John felt Faye's presence settle beside him. He held his hand out. She couldn't actually hold his hand, but the gesture seemed important. He tried to calm himself, to leave himself open to the link. He became more aware of Faye, to the point of knowing that she stood beside him, her slender, intangible hand in his. He could tell that she was nervous, but whether that certainty came from the link or from his long experience with her, he didn't know.
He got a little dizzy when Dr. Spae asserted herself over the link. He spent a moment awhirl in disorienting sensations, trying to sort them out, but he had to shut his eyes to cut down on some of the confusion. Even with his eyes closed, he retained an impression of vision, kind of like a bad copy of a video from the last century. He knew that the view was what Dr. Spae saw; as the controller of the linkage, hers were the dominant senses and emotions.
The doctor was watching the building in tense anticipation. She was more confident than John had expected. In fact, he felt something that he interpreted as satisfaction as the door began to open. Annoyance rose when Quetzal appeared in the doorway, but did not leave the building.
"Stay down," Dr. Spae whispered.
Quetzal looked in her direction when she spoke. Already discovered, she stood.
"Come out of there," she ordered Quetzal.
"Spae?" Quetzal gave a good-humored chuckle. "I should have expected that you'd sense the
telesmon
and come running. I was right to consider you a threat."
"And wrong not to finish me when you had the chance."
The mage shrugged. "Unwise greed for a good servant on my part. I've had so little luck with them of late. Perhaps tonight my luck will change."
"Tonight
your luck ends."
Dr. Spae began to feed power into her spell constructs. John let her draw on him to energize the spell. Almost at once, he felt as if he'd been running hard for half an hour.
Quetzal knew that the doctor was working. John could feel the darkling mage's touch as he examined the structures of Spae's spell. Unfortunately for the doctor's plan, Quetzal remained inside the building; the spell construct wasn't designed to deal with the building's disruptive influence.
"Come on, you bastard," Spae shouted. "Come out and fight!"
"I thought it prudent to wait until the odds were a little more even."

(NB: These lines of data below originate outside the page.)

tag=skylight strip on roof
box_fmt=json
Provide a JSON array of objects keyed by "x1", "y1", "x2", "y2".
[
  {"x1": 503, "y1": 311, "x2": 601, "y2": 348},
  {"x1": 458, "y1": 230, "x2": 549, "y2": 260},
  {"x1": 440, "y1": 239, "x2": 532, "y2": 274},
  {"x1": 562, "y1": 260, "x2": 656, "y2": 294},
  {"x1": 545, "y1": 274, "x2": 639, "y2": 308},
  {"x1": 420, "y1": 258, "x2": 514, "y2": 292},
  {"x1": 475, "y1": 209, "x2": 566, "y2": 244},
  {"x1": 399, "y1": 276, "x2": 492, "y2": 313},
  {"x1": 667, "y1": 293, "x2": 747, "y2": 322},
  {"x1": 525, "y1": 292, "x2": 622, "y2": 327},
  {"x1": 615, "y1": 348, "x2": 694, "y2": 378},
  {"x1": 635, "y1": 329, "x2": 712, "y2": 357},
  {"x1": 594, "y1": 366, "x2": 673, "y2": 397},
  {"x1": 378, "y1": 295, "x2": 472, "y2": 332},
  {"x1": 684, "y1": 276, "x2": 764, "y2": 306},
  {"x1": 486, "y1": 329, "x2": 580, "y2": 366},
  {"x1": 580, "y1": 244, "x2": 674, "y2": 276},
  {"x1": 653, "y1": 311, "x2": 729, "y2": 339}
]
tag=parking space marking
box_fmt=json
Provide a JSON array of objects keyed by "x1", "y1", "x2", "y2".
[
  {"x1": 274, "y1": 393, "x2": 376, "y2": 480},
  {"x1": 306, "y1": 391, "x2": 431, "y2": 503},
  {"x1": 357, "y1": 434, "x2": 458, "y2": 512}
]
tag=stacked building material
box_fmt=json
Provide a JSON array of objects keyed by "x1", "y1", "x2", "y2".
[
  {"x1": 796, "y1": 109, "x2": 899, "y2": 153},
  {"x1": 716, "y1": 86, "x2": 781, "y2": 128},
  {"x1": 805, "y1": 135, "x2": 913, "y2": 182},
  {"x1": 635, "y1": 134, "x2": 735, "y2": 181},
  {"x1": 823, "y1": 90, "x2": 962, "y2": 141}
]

What did he mean by that? John didn't have time to ponder. In three quick strides, Quetzal left the building. Calling out in a loud voice, he raised his hands. At once, John felt immense pressure squeezing him.
Quetzal was resisting the spell. Spae poured their strength into her construct. John gasped from the strain.
"Now," Dr. Spae said under her breath. "Do it now."
Do what? John felt her anxiety through their link; the emotion threatened to upset her control of the magic.
Quetzal upped the pressure.
John cried out in pain as Dr. Spae drew on him. At his side Faye swooned.
"David?" This time Dr. Spae spoke loudly.
Despite their combined strength, the doctor's spell structure shrilled under the load Quetzal was bringing to bear. Faye's departure from the linkage hadn't helped.
"David!"
There was no response to the doctor's desperate call. John felt her attention waver from the spell.